Se escurría por entre lo verde, procurando evitar un final drástico. Sí, el fin, todo iba a acabar, y no había esperanza de “vidas posteriores”. Si bien el instinto de conservación lo instaba a mantenerse con vida, ésta acabaría al menos en cuotas; ya llevaba más de dos litros perdidos de sangre, y otra buena cantidad se perdería en los próximos minutos.

Un vacío inmenso lo ahogaba en la espesura donde se encontraba. Una punzante sensación de abandono, de carencia, se confundía con la continua perdida de sangre. Le costaba entender, sin embargo, que a los perseguidos por ser justos les pertenece el Reino de los cielos. Nada le cerraba. Se preguntó qué era lo que le faltaba, pero nada concreto aliviaba siquiera su desconcierto. No hubo más remedio que afirmar que le había faltado todo. Pero, ¿qué era todo?

Se encontraba ahora en su hogar, viendo por televisión las noticias de esa mañana. “132 muertos en Irak, entre soldados estadounidenses e iraquíes civiles, tras un intenso ataque a la capital del país”. Masticaba los huevos revueltos, mientras aguardaba el momento de ir a trabajar. Nunca nada se le había parecido más a la rutina; ni una pestaña se le movió de lugar.

Subió a su auto, y se dirigió a la oficina, lamentándose por el angustioso día que le esperaba. Iba a ser uno como todos: de reunión en reunión, de acá para allá.

Se arrastraba, ya en la oscuridad, por entre infinitos arbustos. El tacto era el único de los cinco que le aseguraba precisión. No sabía hacia dónde iba, ni por qué iba tampoco. Algo a lo que había llamado “vida” lo había traído hasta ese lugar carente de toda esperanza. Mientras serpenteaba, sintió algo distinto. Algo le cosquillaba la cara, pero sus empañados ojos le impedían apreciar qué era.

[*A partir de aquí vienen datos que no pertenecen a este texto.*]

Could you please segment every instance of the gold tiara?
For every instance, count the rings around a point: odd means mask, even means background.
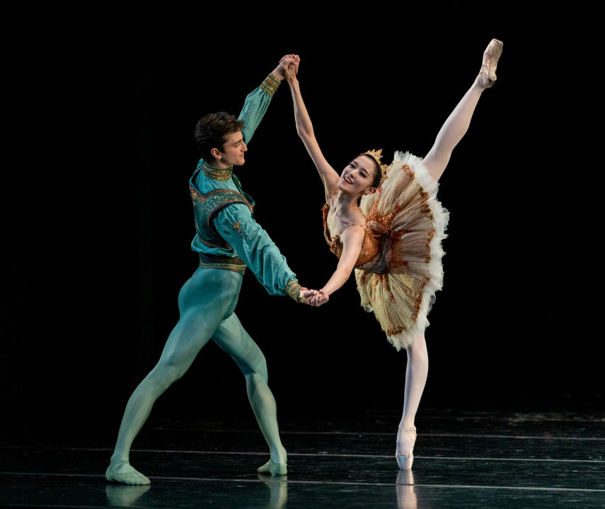
[[[388,172],[388,165],[384,165],[380,160],[382,158],[382,148],[379,148],[377,151],[367,151],[367,152],[364,152],[364,153],[371,156],[374,158],[374,160],[378,163],[378,166],[380,168],[381,172],[380,183],[379,184],[379,186],[382,185],[382,182],[388,178],[388,176],[386,175]]]

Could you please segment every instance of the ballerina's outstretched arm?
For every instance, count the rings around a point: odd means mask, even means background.
[[[496,81],[496,67],[502,50],[502,43],[492,39],[483,52],[481,70],[473,86],[466,91],[437,134],[433,146],[425,157],[429,173],[439,180],[445,170],[451,153],[466,134],[471,119],[483,90]]]
[[[336,270],[323,288],[316,291],[316,295],[309,297],[309,304],[313,306],[321,305],[328,302],[330,295],[347,282],[359,256],[364,238],[365,232],[359,225],[352,225],[342,233],[340,240],[342,242],[342,252]]]
[[[290,91],[292,94],[296,132],[315,164],[320,177],[321,177],[323,187],[325,190],[325,201],[328,202],[330,195],[338,189],[338,182],[340,176],[336,170],[325,160],[319,148],[319,144],[318,144],[317,139],[315,137],[313,124],[311,122],[309,112],[306,110],[302,95],[301,95],[300,86],[296,78],[296,70],[297,67],[289,66],[284,71],[284,74],[285,75],[286,80],[288,81],[288,84],[290,86]]]

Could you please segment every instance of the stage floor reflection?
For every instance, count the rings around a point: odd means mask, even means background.
[[[40,508],[604,508],[605,413],[425,410],[414,467],[394,458],[396,414],[282,419],[288,474],[260,475],[258,428],[150,420],[131,462],[151,480],[105,480],[113,444],[82,437],[1,445],[0,505]]]

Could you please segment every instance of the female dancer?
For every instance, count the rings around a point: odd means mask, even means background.
[[[479,74],[439,130],[424,158],[396,152],[390,166],[381,150],[354,158],[339,175],[320,150],[293,66],[285,71],[296,130],[323,182],[323,230],[339,259],[336,271],[315,297],[321,305],[355,269],[362,305],[373,310],[388,341],[408,355],[403,415],[397,434],[399,467],[414,460],[414,419],[428,372],[425,329],[434,293],[443,284],[449,213],[437,200],[438,180],[454,148],[471,123],[479,98],[496,80],[502,43],[493,39],[483,52]]]

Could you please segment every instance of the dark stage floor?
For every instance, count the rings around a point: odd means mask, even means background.
[[[413,469],[393,457],[398,416],[295,425],[287,476],[249,420],[150,418],[131,455],[147,486],[108,484],[113,443],[65,437],[1,447],[0,505],[40,508],[605,508],[605,412],[423,409]]]

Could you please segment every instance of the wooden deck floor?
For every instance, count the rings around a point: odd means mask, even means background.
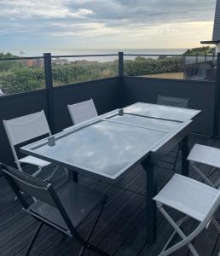
[[[220,148],[220,140],[213,138],[190,136],[190,145],[195,143]],[[171,153],[166,160],[174,160]],[[177,172],[181,162],[178,161]],[[159,189],[172,177],[172,166],[160,161],[157,168]],[[208,172],[209,167],[204,167]],[[194,173],[190,176],[197,178]],[[60,182],[63,176],[56,177]],[[215,177],[213,176],[213,178]],[[102,191],[108,195],[108,203],[97,224],[91,242],[98,245],[111,255],[115,256],[151,256],[157,255],[171,236],[172,229],[170,224],[158,213],[158,239],[153,246],[146,242],[145,230],[145,172],[138,166],[127,173],[122,180],[115,184],[103,183],[96,179],[81,176],[79,182],[86,186]],[[25,255],[26,247],[37,226],[37,222],[32,217],[21,211],[19,202],[14,200],[14,195],[6,184],[3,177],[0,177],[0,255]],[[179,213],[170,211],[174,218],[178,218]],[[220,213],[220,212],[219,212]],[[218,214],[219,221],[220,215]],[[79,231],[85,236],[90,228],[93,215],[88,218],[79,227]],[[192,230],[195,223],[191,221],[184,226],[185,231]],[[174,240],[177,240],[174,238]],[[175,241],[174,241],[175,242]],[[204,231],[194,241],[200,256],[217,256],[220,250],[220,238],[212,225]],[[68,238],[64,238],[58,231],[49,227],[43,227],[32,251],[32,255],[77,255],[79,245]],[[86,252],[85,255],[93,255]],[[185,247],[173,253],[178,256],[189,256]]]

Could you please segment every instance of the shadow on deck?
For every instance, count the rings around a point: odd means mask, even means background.
[[[190,146],[195,143],[220,148],[220,140],[207,137],[190,136]],[[175,154],[170,153],[165,160],[174,161]],[[178,160],[177,170],[179,172],[181,161]],[[157,168],[159,190],[167,183],[174,172],[172,165],[160,161]],[[210,167],[204,167],[209,172]],[[61,182],[65,177],[55,177]],[[194,172],[190,173],[197,178]],[[215,178],[215,177],[213,177]],[[91,242],[100,248],[115,256],[153,256],[157,255],[170,237],[172,229],[164,218],[158,213],[158,239],[153,246],[146,242],[145,230],[145,173],[141,166],[130,172],[125,177],[112,184],[84,176],[79,177],[79,182],[96,190],[106,193],[108,203],[97,224]],[[21,211],[14,195],[0,177],[0,255],[25,255],[26,247],[37,227],[37,221]],[[170,211],[171,215],[177,219],[180,213]],[[219,212],[220,213],[220,212]],[[218,214],[219,215],[219,214]],[[90,230],[90,215],[79,227],[79,232],[86,236]],[[220,221],[220,215],[217,218]],[[190,232],[196,223],[192,220],[183,226],[185,232]],[[178,238],[174,238],[177,241]],[[200,234],[194,244],[200,256],[217,256],[220,250],[220,239],[212,225]],[[55,230],[44,226],[32,251],[32,255],[77,255],[80,246]],[[85,255],[88,255],[86,252]],[[90,254],[91,255],[91,253]],[[92,254],[93,255],[93,254]],[[187,247],[172,255],[189,256]]]

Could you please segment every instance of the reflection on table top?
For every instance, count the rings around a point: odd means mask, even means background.
[[[125,108],[123,115],[119,115],[117,110],[96,120],[76,125],[71,131],[60,132],[55,135],[54,144],[53,137],[52,144],[51,138],[45,138],[21,150],[114,179],[185,125],[183,121],[136,115],[138,109],[144,108],[142,104]],[[136,111],[130,114],[133,108]]]

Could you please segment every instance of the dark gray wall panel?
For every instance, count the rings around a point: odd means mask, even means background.
[[[119,87],[119,78],[113,78],[54,88],[55,131],[72,125],[67,104],[93,98],[98,114],[118,108]]]
[[[193,131],[206,135],[212,132],[213,82],[124,77],[122,91],[124,106],[136,102],[156,103],[158,94],[189,97],[189,108],[202,110],[194,123]]]
[[[14,162],[3,120],[10,119],[43,109],[47,114],[47,96],[45,90],[0,97],[0,161],[10,164]]]

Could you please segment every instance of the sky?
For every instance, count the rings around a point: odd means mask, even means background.
[[[0,0],[0,52],[172,49],[212,36],[216,0]]]

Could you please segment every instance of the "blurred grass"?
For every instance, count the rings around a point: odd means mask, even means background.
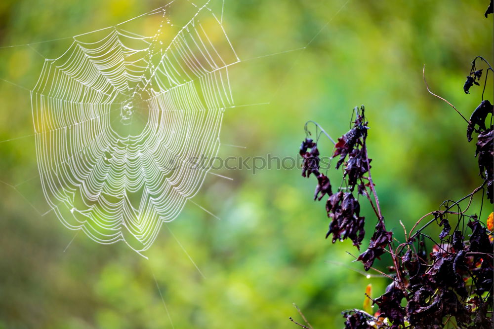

A unas pocas cuadras de su oficina, un semáforo lo detuvo. Vio las calles de la gran ciudad, inmensas y descollantes, pero habían pasado a formar parte de su desconsoladora rutina. La percibió. Fue conciente de sí mismo por unos instantes y meditó sobre cómo venía pensando. Necesitaba algo distinto, diferente. Observó ahora con detenimiento, pero sus pensamientos se volcaron en la cita que tendría con su novia. Tenía los días contados para jugarse y pilotear la inestable relación. Varios intentos frustrados por hacerlo lo hundían cada vez más. Necesitaba un regalo, pero no cualquiera que tan sólo costara más de cien dólares. Tenía que ser barato para ser original. De pronto, un vendedor ambulante que se movía cerca de su auto se llevó puesto el espejo retrovisor. Él, sin dudarlo, salió rápidamente del vehículo para insultar a este hombre, pero al ver que llevaba en sus manos una canasta con tan sólo una espiga, se detuvo. Una ola de preguntas se le vino a la cabeza. “¿Qué…? ¿Cómo…? ¿Por qué…?”. El vendedor lo miró durante unos segundos. Él se tranquilizó y le preguntó, esta vez, con claridad, para qué servía la espiga que llevaba; no le encontraba sentido a “comprar una”. El vendedor le respondió que no era el primero que le cuestionaba esto y le dijo que servían como regalo a las mujeres. Él observó de nuevo la espiga, mientras ésta lo invitaba a que la comprara. Vio su madurez y entereza, signos que reflejaban una vida donde la alegría le había ganado a la tristeza, una vida en donde los buenos recuerdos se batían con éxito ante los malos. Pero la espiga no reflejaba sólo recuerdos, sino que era inminente una cosecha. Pudo observar también un cartel en la canasta que decía: “Precio: $0,50”. La compró. El vendedor tenía razón: eran eficaces.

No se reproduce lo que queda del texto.